Last year, for example, French archaeologists discovered the oldest mural in Jada al-Muhara (in northern Syria). “Two square meters of geometric patterns in red, black and white are like the paintings of Paul Klee,” says excavation chief Eric Coquenho of the University of Lyon.

Given the remarkable location of Gobekli Tepe, Coqueño calls Schmidt's hypothesis that it was a place of ritual "tempting." However, the study of this region is just beginning. "Maybe tomorrow they will find something even more amazing."

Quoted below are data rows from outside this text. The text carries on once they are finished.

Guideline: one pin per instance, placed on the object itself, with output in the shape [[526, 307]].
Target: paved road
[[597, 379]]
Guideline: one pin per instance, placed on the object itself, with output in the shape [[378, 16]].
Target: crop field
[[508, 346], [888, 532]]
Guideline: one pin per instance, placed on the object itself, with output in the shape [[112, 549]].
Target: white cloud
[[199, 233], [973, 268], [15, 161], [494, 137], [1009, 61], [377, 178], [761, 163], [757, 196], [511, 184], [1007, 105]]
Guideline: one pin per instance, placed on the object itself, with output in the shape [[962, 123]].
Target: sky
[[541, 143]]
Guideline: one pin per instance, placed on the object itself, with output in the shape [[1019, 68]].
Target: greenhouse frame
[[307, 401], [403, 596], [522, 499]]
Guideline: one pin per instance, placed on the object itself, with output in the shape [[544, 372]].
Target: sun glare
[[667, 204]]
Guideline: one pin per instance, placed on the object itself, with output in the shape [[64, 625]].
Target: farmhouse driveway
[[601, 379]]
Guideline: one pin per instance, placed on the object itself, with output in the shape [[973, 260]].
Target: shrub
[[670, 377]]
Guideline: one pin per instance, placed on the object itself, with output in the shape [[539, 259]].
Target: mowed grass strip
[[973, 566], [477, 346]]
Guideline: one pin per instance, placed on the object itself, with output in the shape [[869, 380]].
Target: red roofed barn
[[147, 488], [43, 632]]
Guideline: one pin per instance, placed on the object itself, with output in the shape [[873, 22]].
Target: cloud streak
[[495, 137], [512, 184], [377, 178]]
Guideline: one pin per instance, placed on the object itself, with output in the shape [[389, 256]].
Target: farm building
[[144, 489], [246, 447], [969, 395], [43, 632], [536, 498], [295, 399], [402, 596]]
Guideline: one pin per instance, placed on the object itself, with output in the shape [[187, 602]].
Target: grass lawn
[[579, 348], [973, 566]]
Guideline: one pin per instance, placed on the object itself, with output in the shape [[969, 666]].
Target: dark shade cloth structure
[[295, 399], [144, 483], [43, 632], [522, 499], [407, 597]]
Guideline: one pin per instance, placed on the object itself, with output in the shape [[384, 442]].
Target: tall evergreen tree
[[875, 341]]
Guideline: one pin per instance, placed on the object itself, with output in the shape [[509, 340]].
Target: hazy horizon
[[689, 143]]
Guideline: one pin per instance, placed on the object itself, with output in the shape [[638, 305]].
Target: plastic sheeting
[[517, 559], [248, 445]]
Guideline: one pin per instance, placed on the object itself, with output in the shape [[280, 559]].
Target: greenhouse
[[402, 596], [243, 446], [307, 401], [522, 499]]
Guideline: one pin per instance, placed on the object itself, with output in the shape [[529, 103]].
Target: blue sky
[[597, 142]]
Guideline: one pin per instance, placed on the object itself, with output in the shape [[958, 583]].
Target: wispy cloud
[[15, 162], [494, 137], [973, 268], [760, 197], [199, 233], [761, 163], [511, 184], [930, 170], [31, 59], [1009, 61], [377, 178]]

Vechihi Ozkaya, head of excavations at Kortyk-Tepe, 120 miles east of Urfa, doubts that the title can be claimed by the thousands of stone pots he found in hundreds of 11.5 burials he surveyed since 2001 thousand years. But his spartan-style office at Dikle University (Diyarbakir, Turkey) is filled with excitement.

“Look here,” he says, showing a photograph of an elaborately carved sculpture of a mythical animal - half lion, half human. - This is a sphinx, thousands of years before the advent of Egyptian civilization. Southeast Turkey, Northern Syria - our civilization was born in this region”.